Page 142 - DERLEME KURAN-I KERİM MEALİ - ONLİNE OKU İNDİR!
P. 142
142 45 / 20 / TA HA SURESİ
125. O da, şöyle der: “Rabbim! Dünyada, gören bir kimse olduğum halde,
niçin beni, kör olarak bir araya getirdin?”
126. Allah, “Evet, öyle. Ayetlerimiz sana geldi de, sen onları unuttun. Aynı
şekilde, bugün de, sen unutuluyorsun” der.
127. Haddi aşan ve Rabbi’nin ayetlerine inanmayanları, işte böyle
cezalandırırız. Şüphesiz ahiret azabı, daha şiddetli ve daha kalıcıdır.
128. Yurtlarında dolaştıkları, nice geçmiş nesilleri, ızdırap içinde yok etmiş
olmamız; onları, doğru yola iletmedi mi? Şüphesiz bunda, akıl sahipleri
için, alınacak dersler vardır.
129. Rabbin tarafından, daha önce söylenmiş bir hüküm ve belirlenmiş bir
süre olmasaydı; onlar da, hemen cezalandırılırlardı.
130. O halde, onların söylediklerine sabret; güneşin doğuşundan ve
batışından önce, Rabbini överek tesbih et. Gece vakitlerinde ve
gündüzün uçlarında da, tesbih etki; hoşnut olasın.

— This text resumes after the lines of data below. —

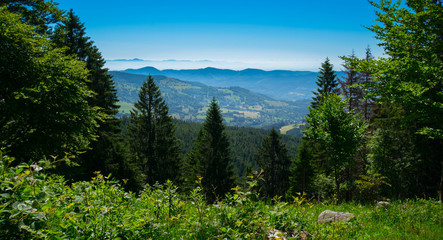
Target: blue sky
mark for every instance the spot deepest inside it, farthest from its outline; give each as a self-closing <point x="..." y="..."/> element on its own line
<point x="267" y="34"/>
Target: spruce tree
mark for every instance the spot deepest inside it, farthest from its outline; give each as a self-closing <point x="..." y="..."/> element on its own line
<point x="212" y="155"/>
<point x="303" y="172"/>
<point x="326" y="82"/>
<point x="106" y="153"/>
<point x="152" y="136"/>
<point x="348" y="89"/>
<point x="273" y="159"/>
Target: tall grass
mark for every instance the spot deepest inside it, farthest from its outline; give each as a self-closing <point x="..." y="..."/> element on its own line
<point x="36" y="205"/>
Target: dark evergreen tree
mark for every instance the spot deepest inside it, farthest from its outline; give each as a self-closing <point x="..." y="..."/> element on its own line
<point x="369" y="104"/>
<point x="152" y="136"/>
<point x="212" y="157"/>
<point x="348" y="89"/>
<point x="273" y="159"/>
<point x="326" y="82"/>
<point x="302" y="173"/>
<point x="106" y="153"/>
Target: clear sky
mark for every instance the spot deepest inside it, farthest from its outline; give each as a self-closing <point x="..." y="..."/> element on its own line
<point x="268" y="34"/>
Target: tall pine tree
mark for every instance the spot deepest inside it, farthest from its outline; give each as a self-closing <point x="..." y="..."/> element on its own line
<point x="211" y="156"/>
<point x="348" y="89"/>
<point x="273" y="159"/>
<point x="106" y="153"/>
<point x="302" y="173"/>
<point x="326" y="82"/>
<point x="152" y="136"/>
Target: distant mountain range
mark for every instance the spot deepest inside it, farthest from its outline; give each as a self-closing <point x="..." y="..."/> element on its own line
<point x="190" y="100"/>
<point x="277" y="84"/>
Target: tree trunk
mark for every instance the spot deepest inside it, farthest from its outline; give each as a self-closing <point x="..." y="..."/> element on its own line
<point x="440" y="194"/>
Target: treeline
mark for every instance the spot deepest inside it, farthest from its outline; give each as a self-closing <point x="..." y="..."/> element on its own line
<point x="59" y="102"/>
<point x="375" y="133"/>
<point x="378" y="131"/>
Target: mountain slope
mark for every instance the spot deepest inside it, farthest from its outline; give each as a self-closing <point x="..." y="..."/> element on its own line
<point x="278" y="84"/>
<point x="189" y="101"/>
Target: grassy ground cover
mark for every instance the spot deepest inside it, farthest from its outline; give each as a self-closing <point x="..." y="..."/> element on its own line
<point x="36" y="205"/>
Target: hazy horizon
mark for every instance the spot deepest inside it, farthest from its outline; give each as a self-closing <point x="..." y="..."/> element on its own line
<point x="270" y="35"/>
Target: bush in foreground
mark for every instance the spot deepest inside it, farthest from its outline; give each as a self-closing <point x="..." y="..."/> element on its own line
<point x="37" y="205"/>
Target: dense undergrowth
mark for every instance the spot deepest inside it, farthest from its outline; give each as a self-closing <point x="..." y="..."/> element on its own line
<point x="35" y="205"/>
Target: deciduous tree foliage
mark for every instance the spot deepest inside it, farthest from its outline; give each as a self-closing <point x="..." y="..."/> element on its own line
<point x="41" y="14"/>
<point x="43" y="99"/>
<point x="412" y="76"/>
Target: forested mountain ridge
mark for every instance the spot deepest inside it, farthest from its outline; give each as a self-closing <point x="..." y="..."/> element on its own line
<point x="189" y="101"/>
<point x="278" y="84"/>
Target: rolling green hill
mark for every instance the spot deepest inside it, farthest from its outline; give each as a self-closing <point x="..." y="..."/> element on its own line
<point x="189" y="101"/>
<point x="278" y="84"/>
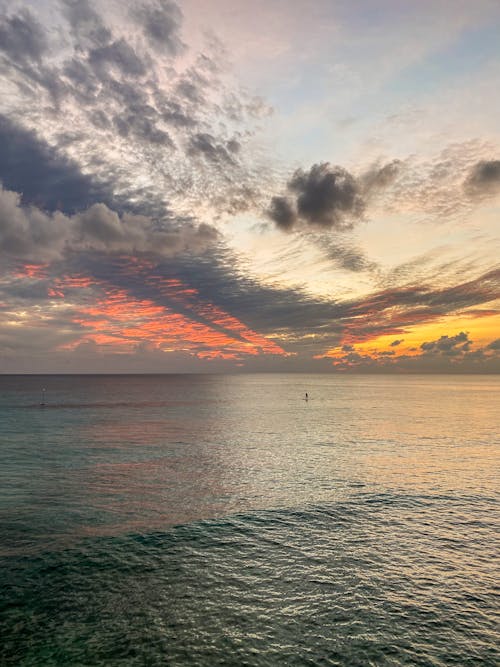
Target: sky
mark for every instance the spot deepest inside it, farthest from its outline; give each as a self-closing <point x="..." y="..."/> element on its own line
<point x="236" y="186"/>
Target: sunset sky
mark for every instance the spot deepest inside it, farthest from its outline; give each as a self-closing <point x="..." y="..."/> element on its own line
<point x="226" y="185"/>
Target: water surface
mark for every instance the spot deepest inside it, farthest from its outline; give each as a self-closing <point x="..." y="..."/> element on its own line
<point x="203" y="520"/>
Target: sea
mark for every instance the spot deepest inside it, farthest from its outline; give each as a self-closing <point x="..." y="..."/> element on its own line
<point x="226" y="520"/>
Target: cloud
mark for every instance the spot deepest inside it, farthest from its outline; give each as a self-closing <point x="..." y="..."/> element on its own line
<point x="206" y="145"/>
<point x="31" y="234"/>
<point x="328" y="197"/>
<point x="379" y="178"/>
<point x="43" y="175"/>
<point x="450" y="345"/>
<point x="86" y="25"/>
<point x="22" y="38"/>
<point x="161" y="23"/>
<point x="483" y="178"/>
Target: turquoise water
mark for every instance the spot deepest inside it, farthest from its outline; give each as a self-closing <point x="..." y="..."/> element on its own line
<point x="224" y="520"/>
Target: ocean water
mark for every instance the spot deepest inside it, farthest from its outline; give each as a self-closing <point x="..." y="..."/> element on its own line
<point x="225" y="520"/>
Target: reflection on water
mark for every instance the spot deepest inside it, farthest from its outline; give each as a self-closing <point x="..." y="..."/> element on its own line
<point x="139" y="453"/>
<point x="223" y="520"/>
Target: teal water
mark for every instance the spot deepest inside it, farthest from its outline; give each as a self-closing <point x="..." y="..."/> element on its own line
<point x="223" y="520"/>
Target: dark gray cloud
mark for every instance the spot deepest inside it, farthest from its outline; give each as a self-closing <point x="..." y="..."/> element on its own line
<point x="329" y="196"/>
<point x="326" y="196"/>
<point x="484" y="178"/>
<point x="22" y="38"/>
<point x="27" y="233"/>
<point x="86" y="25"/>
<point x="161" y="22"/>
<point x="42" y="175"/>
<point x="283" y="213"/>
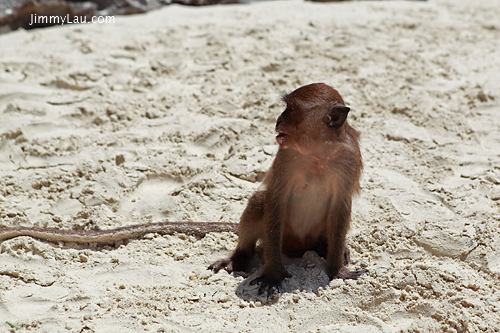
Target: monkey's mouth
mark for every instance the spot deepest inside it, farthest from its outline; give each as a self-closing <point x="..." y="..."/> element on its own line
<point x="281" y="137"/>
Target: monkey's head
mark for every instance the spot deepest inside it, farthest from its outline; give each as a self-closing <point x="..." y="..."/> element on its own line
<point x="314" y="113"/>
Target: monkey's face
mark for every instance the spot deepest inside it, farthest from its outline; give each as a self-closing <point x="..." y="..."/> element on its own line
<point x="314" y="113"/>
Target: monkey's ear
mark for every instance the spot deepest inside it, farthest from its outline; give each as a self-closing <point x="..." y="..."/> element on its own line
<point x="337" y="116"/>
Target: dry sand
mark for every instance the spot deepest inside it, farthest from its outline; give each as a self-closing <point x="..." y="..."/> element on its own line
<point x="188" y="96"/>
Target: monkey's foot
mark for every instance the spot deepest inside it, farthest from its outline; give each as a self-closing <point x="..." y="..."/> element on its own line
<point x="269" y="285"/>
<point x="345" y="274"/>
<point x="227" y="264"/>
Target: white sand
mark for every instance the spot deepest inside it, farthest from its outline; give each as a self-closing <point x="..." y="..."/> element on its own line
<point x="189" y="97"/>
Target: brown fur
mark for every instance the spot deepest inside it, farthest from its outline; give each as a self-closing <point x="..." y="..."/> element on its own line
<point x="306" y="204"/>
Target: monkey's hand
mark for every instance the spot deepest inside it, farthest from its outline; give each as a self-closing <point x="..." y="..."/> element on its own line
<point x="269" y="284"/>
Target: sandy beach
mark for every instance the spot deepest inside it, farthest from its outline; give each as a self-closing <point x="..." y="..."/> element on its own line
<point x="170" y="115"/>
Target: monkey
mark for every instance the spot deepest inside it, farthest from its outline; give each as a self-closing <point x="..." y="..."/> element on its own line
<point x="305" y="203"/>
<point x="113" y="236"/>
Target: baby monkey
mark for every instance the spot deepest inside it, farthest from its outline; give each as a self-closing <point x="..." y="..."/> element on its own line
<point x="307" y="196"/>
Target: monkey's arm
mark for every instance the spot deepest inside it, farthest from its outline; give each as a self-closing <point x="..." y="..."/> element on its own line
<point x="276" y="197"/>
<point x="250" y="231"/>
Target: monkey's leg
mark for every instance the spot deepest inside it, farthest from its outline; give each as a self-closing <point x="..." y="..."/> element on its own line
<point x="338" y="255"/>
<point x="250" y="230"/>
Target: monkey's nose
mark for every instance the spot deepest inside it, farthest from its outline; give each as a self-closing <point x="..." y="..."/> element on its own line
<point x="279" y="120"/>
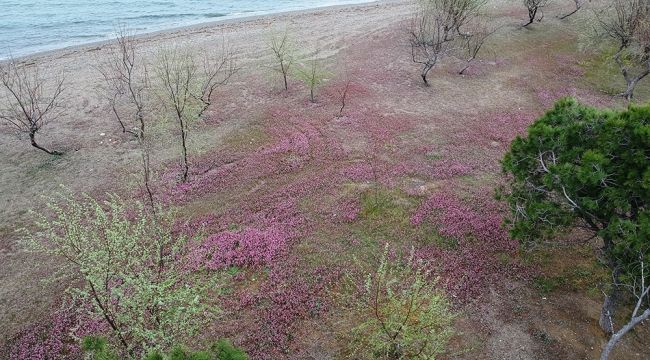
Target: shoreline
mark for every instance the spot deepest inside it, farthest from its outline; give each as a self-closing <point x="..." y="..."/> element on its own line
<point x="187" y="29"/>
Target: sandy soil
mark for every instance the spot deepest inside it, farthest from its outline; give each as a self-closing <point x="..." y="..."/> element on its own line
<point x="369" y="40"/>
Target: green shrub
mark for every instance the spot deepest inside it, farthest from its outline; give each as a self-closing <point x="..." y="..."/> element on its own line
<point x="97" y="348"/>
<point x="127" y="261"/>
<point x="402" y="313"/>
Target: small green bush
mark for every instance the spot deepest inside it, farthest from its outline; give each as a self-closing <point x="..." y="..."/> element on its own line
<point x="97" y="348"/>
<point x="403" y="315"/>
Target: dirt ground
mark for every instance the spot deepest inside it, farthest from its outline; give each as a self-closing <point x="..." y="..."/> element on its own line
<point x="520" y="74"/>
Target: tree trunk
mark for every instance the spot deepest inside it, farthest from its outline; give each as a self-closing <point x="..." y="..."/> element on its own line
<point x="146" y="172"/>
<point x="624" y="330"/>
<point x="286" y="83"/>
<point x="532" y="14"/>
<point x="32" y="139"/>
<point x="465" y="68"/>
<point x="608" y="310"/>
<point x="569" y="14"/>
<point x="186" y="167"/>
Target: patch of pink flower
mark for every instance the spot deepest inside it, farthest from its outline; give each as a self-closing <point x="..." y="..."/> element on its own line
<point x="471" y="266"/>
<point x="249" y="247"/>
<point x="56" y="337"/>
<point x="283" y="301"/>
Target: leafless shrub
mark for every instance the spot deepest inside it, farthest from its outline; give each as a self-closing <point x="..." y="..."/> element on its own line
<point x="283" y="51"/>
<point x="313" y="74"/>
<point x="535" y="10"/>
<point x="429" y="41"/>
<point x="187" y="86"/>
<point x="127" y="88"/>
<point x="578" y="6"/>
<point x="343" y="95"/>
<point x="474" y="42"/>
<point x="435" y="28"/>
<point x="29" y="102"/>
<point x="628" y="23"/>
<point x="126" y="83"/>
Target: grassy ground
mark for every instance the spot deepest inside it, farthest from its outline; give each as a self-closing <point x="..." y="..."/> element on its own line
<point x="412" y="166"/>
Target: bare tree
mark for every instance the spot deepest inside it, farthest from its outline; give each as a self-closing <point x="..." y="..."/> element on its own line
<point x="282" y="49"/>
<point x="474" y="42"/>
<point x="343" y="95"/>
<point x="313" y="75"/>
<point x="430" y="40"/>
<point x="126" y="81"/>
<point x="628" y="23"/>
<point x="455" y="13"/>
<point x="29" y="101"/>
<point x="127" y="86"/>
<point x="435" y="27"/>
<point x="578" y="6"/>
<point x="187" y="88"/>
<point x="640" y="289"/>
<point x="535" y="10"/>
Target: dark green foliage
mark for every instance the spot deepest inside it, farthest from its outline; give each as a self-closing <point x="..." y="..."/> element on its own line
<point x="588" y="168"/>
<point x="97" y="349"/>
<point x="224" y="350"/>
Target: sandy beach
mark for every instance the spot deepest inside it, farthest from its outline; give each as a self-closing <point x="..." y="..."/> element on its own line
<point x="99" y="158"/>
<point x="338" y="183"/>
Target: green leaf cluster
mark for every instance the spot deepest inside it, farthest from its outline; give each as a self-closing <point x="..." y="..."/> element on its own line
<point x="584" y="167"/>
<point x="403" y="314"/>
<point x="97" y="348"/>
<point x="127" y="262"/>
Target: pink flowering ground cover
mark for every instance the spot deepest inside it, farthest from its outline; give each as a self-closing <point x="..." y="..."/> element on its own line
<point x="410" y="166"/>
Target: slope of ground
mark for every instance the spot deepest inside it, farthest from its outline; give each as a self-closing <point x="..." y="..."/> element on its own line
<point x="408" y="165"/>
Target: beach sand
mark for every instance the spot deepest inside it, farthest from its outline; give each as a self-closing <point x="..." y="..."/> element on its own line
<point x="98" y="156"/>
<point x="422" y="140"/>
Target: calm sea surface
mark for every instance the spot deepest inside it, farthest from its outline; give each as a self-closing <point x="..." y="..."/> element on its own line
<point x="30" y="26"/>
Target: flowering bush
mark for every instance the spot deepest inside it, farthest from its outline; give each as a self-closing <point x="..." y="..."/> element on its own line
<point x="402" y="313"/>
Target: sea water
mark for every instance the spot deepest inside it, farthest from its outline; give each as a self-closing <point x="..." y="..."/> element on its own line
<point x="31" y="26"/>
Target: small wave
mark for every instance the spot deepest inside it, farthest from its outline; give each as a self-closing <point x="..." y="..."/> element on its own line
<point x="158" y="16"/>
<point x="213" y="15"/>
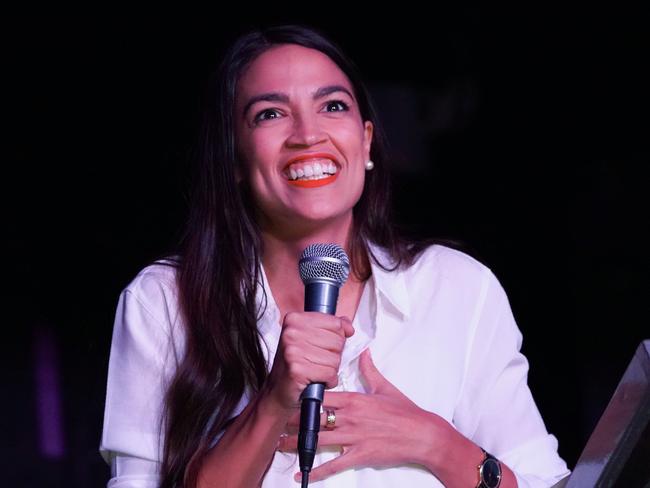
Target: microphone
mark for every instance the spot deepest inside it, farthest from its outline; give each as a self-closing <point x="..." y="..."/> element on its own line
<point x="323" y="269"/>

131. Onlardan, bazı kesimlere; kendilerini sınamak için, dünya hayatının
süsü olarak verdiğimiz şeylere; gözünü dikme. Rabbinin rızkı, daha iyi
ve daha kalıcıdır.
132. Ailene, namazı emret ve kendin de, ona devam et. Senden, rızık
istemiyoruz. Sana da, biz, rızık veriyoruz. Güzel sonuç, Allah’a karşı
gelmekten, sakınanlar içindir.
133. İnanmayanlar, “Doğru söylediğine dair, bize, Rabbinden açık bir delil
(bir mucize) getirse ya!” dediler. Önceki kitaplarda olanların, apaçık
delili (olan Kur’an), onlara gelmedi mi?
134. Eğer biz onları, o Kur’an’dan önce, bir azap ile yok etseydik; mutlaka,
“Ey Rabbimiz! Keşke bize, bir peygamber gönderseydin de; alçalıp rezil
olmadan önce, ayetlerine uysaydık” derlerdi.
135. Ey Muhammed, şunu söyle: “Herkes beklemektedir, siz de bekleyin.